Learning Causal Effects: Bridging Instruments and Backdoors

Thursday, Sept. 15 at 11:00am at rooms 407A-B, 5607 Baum Blvd., Pittsburgh or remote

silvaRicardo Silva, PhD, Lecturer, Department of Statistical Science and Centre for Computational Statistics and Machine Learning, University College London, Learning Causal Effects: Bridging Instruments and Backdoors,” at 11:00 am on Thursday, September 15, 2016, in Rooms 407A/B BAUM, 5607 Baum Blvd., The Offices at Baum.

Abstract: We consider the problem of learning the causal effect of some treatment X on some outcome Y knowing that there is a background set of variables that are not caused by either. We first discuss what can be done in linear models, when unmeasured confounding between X and Y cannot be blocked and candidate instrumental variables are proposed from testable constraints in the observed distributions. A characterization of what can be discovered is given, including limitations, equivalence classes and to which extent non-Gaussianity assumptions can help. In the second half, we generalize algorithms that find backdoor adjustment sets exploiting the faithfulness assumption. The idea is to provide a whole continuum of relaxations of faithfulness, from which we will show how algorithms for learning backdoor adjustments can provide instrumental variables that give bounds on causal effects for discrete distributions.

Joint work with Shohei Shimizu and Robin Evans.

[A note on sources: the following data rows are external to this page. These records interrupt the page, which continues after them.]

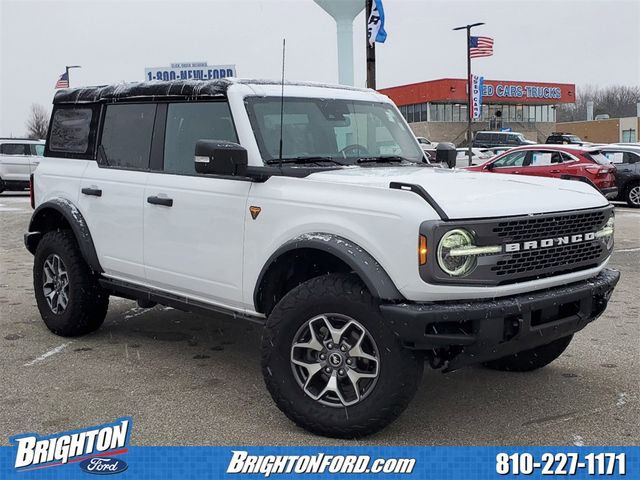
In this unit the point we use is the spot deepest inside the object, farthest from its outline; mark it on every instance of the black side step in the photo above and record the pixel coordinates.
(131, 291)
(417, 189)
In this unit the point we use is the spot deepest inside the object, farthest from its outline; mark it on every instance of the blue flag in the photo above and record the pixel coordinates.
(375, 25)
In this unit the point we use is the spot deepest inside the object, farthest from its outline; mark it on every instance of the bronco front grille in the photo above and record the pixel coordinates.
(562, 258)
(533, 246)
(544, 227)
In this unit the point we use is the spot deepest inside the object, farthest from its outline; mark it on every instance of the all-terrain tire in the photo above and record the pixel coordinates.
(533, 359)
(87, 301)
(400, 369)
(632, 195)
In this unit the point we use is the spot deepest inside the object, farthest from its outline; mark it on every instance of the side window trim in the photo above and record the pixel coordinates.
(100, 133)
(162, 125)
(94, 124)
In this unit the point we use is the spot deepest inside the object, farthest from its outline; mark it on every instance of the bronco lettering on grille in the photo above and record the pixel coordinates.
(549, 242)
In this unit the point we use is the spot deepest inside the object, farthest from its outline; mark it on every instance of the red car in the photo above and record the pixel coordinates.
(561, 161)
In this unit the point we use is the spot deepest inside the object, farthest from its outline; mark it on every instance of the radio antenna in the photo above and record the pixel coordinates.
(282, 100)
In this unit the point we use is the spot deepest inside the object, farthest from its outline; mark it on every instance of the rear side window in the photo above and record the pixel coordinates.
(14, 149)
(71, 130)
(189, 122)
(597, 157)
(37, 149)
(126, 136)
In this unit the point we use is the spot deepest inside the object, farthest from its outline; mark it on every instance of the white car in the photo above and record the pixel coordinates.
(18, 160)
(219, 197)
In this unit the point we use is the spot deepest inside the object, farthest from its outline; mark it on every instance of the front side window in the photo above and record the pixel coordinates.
(343, 131)
(70, 130)
(515, 159)
(126, 136)
(189, 122)
(14, 149)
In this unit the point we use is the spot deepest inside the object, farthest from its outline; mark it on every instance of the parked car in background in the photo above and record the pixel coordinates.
(492, 152)
(559, 161)
(426, 144)
(499, 139)
(478, 156)
(564, 139)
(18, 160)
(626, 159)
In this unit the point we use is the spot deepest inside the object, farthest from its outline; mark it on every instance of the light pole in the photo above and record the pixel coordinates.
(69, 67)
(468, 29)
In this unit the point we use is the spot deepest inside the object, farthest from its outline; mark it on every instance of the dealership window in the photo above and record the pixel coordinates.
(448, 112)
(629, 136)
(456, 112)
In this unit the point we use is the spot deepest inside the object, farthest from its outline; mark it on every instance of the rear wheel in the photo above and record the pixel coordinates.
(331, 363)
(633, 195)
(70, 300)
(533, 359)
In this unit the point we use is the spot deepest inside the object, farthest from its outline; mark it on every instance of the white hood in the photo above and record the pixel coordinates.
(465, 194)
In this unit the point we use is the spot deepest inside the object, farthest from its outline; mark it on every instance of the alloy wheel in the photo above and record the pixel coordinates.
(55, 283)
(335, 360)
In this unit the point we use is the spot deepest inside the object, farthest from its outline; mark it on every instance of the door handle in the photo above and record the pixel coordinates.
(164, 201)
(94, 192)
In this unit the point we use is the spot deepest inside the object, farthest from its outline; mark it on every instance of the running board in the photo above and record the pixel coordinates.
(131, 291)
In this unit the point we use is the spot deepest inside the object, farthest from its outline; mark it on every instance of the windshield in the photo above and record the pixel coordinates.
(340, 131)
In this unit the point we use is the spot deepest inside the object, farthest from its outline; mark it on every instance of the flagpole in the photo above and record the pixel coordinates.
(69, 67)
(469, 134)
(371, 49)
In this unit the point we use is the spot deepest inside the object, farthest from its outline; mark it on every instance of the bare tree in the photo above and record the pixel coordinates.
(616, 101)
(38, 122)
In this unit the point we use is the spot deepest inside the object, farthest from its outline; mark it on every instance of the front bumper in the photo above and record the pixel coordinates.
(479, 331)
(610, 193)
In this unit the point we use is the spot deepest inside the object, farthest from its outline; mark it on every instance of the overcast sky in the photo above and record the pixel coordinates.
(575, 41)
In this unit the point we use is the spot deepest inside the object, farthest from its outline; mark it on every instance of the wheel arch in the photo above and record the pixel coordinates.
(62, 214)
(311, 255)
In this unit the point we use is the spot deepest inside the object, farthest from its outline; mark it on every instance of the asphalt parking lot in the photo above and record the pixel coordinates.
(191, 380)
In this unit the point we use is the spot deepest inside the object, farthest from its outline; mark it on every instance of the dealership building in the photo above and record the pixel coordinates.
(437, 109)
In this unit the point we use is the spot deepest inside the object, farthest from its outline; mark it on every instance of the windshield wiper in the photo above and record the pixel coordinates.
(301, 160)
(387, 159)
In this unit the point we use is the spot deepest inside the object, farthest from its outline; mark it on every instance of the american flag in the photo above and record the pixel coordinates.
(63, 81)
(480, 47)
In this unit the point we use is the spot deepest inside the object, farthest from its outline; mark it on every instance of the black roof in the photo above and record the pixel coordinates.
(175, 89)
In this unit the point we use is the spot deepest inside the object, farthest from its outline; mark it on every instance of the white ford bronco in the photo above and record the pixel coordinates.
(311, 210)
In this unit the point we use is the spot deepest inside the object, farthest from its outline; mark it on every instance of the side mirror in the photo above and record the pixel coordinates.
(220, 157)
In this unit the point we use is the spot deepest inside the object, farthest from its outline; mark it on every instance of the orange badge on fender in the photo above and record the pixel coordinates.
(255, 211)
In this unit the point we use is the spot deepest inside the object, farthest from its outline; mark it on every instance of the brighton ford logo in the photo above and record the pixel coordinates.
(103, 466)
(93, 444)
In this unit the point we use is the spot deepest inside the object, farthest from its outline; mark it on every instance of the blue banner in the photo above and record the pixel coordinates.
(434, 463)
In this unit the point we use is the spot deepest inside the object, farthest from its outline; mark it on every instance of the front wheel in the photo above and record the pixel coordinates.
(531, 359)
(331, 363)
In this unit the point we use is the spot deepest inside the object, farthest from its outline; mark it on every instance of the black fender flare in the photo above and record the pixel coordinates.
(375, 278)
(78, 225)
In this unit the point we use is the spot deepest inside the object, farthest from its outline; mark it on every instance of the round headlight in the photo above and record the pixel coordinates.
(456, 265)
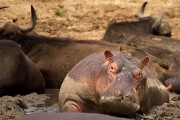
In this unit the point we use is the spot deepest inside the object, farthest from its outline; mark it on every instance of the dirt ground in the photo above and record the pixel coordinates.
(88, 19)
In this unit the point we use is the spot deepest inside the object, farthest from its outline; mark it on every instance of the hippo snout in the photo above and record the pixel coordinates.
(118, 105)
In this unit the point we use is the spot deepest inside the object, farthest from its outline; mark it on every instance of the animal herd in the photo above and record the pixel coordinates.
(118, 75)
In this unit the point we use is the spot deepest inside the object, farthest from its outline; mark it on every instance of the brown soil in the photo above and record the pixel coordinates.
(85, 19)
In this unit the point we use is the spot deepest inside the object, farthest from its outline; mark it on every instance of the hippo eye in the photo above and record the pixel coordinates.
(113, 68)
(138, 73)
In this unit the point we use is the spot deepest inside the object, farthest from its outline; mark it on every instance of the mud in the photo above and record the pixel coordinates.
(82, 19)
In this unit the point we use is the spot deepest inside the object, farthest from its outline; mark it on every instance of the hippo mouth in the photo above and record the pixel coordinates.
(118, 106)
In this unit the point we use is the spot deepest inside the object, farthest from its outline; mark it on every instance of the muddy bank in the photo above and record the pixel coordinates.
(18, 106)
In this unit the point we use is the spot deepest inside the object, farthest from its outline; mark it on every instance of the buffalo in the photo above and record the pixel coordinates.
(19, 74)
(144, 25)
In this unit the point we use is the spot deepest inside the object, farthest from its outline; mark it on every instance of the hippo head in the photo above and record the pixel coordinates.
(121, 83)
(11, 30)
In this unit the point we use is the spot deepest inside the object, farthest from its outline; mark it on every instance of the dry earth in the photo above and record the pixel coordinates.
(85, 19)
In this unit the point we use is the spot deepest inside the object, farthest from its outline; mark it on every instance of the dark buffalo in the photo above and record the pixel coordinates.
(144, 25)
(19, 74)
(54, 57)
(114, 83)
(173, 84)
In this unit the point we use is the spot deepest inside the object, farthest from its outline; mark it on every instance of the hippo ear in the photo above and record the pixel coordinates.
(144, 61)
(108, 54)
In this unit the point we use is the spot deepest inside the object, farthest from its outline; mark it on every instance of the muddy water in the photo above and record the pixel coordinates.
(48, 103)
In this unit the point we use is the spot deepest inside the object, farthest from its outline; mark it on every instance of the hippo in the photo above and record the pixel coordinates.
(113, 83)
(70, 116)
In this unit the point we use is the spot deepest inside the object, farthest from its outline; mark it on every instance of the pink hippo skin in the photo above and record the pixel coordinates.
(111, 83)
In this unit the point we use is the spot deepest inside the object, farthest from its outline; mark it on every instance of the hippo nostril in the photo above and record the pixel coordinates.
(117, 92)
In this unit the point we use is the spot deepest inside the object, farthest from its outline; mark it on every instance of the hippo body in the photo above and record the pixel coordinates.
(19, 74)
(116, 84)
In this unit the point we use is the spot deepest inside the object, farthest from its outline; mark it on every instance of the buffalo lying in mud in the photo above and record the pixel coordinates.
(19, 74)
(112, 83)
(144, 25)
(54, 57)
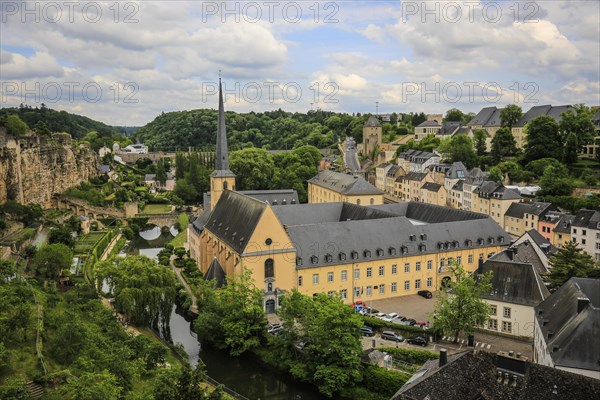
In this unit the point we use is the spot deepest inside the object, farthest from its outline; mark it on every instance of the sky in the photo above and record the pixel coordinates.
(126, 62)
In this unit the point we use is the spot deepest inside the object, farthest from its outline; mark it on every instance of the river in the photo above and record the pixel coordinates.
(244, 374)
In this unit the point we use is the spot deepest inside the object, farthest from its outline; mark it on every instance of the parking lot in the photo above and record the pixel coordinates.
(413, 306)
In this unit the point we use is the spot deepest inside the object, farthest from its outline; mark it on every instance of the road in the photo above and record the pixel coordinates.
(350, 158)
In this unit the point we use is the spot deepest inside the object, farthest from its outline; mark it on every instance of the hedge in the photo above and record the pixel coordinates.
(383, 381)
(410, 356)
(377, 323)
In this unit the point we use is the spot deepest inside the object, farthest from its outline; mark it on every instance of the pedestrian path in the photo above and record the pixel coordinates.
(463, 341)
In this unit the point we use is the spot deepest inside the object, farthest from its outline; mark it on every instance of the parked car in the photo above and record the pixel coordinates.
(274, 329)
(390, 335)
(367, 331)
(418, 340)
(390, 317)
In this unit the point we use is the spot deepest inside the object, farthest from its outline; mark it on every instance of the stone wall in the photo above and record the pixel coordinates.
(33, 169)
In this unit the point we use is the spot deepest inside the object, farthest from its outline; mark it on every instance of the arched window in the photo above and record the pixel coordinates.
(269, 270)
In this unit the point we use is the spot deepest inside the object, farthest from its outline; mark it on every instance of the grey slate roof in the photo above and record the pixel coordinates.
(587, 219)
(345, 184)
(431, 186)
(473, 375)
(458, 186)
(572, 316)
(564, 224)
(514, 282)
(483, 116)
(518, 210)
(537, 111)
(234, 218)
(372, 122)
(386, 229)
(489, 189)
(215, 272)
(278, 196)
(428, 124)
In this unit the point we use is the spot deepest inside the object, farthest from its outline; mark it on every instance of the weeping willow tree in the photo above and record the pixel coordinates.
(143, 290)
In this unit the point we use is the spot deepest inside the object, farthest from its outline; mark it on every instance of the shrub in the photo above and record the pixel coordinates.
(410, 356)
(383, 381)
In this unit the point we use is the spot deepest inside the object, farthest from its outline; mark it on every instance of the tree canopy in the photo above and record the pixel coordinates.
(327, 332)
(143, 290)
(461, 309)
(570, 261)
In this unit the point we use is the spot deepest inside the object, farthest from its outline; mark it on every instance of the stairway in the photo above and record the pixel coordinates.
(35, 391)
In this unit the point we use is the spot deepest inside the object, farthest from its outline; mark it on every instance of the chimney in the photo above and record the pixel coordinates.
(443, 357)
(582, 303)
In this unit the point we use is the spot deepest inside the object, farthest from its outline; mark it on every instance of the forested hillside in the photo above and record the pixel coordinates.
(273, 130)
(57, 121)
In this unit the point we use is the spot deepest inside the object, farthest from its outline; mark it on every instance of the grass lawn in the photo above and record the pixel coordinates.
(157, 209)
(180, 239)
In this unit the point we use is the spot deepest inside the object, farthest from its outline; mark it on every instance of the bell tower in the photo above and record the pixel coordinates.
(221, 178)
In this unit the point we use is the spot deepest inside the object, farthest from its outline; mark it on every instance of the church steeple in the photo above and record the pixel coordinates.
(221, 178)
(222, 157)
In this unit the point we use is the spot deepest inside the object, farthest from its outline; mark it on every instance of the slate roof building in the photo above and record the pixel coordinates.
(555, 112)
(479, 375)
(331, 186)
(521, 217)
(585, 230)
(356, 251)
(567, 328)
(517, 288)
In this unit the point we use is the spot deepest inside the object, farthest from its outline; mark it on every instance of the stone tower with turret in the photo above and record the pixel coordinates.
(221, 178)
(372, 133)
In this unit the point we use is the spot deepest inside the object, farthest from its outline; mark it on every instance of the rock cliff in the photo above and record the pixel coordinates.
(32, 169)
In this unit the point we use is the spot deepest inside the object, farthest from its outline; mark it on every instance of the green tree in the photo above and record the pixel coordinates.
(455, 115)
(253, 168)
(461, 309)
(143, 290)
(503, 144)
(496, 175)
(578, 123)
(330, 332)
(231, 317)
(63, 234)
(571, 149)
(569, 261)
(509, 116)
(52, 261)
(16, 126)
(459, 148)
(543, 139)
(556, 181)
(479, 136)
(93, 386)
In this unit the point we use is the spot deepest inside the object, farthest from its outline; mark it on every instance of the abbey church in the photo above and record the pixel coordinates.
(360, 252)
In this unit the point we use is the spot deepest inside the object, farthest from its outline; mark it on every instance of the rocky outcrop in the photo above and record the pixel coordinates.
(33, 169)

Biography:  Dr. Ricardo Silva is a Senior Lecturer in the Department of Statistical Science, Adjunct Faculty in the Gatsby Computational Neuroscience Unit, and in the management group of the Centre for Computational Statistics and Machine Learning (CSML) at UCL. He is also in the management group of the EPSRC Network on Computational Statistics and Machine Learning and a fellow of the Alan Turing Institute. Dr Silva has an extensive experience in research in machine learning, in particular in areas such as graphical models, latent variable models and causality. During his PhD at Carnegie Mellon University, Dr Silva laid off some early work on causal structure identification for models with unobserved variables. Dr Silva introduced new approaches for graphical model construction and inference, models for network data in prediction problems and information retrieval and developed inference algorithms for complex distributions and causal models, among other contributions.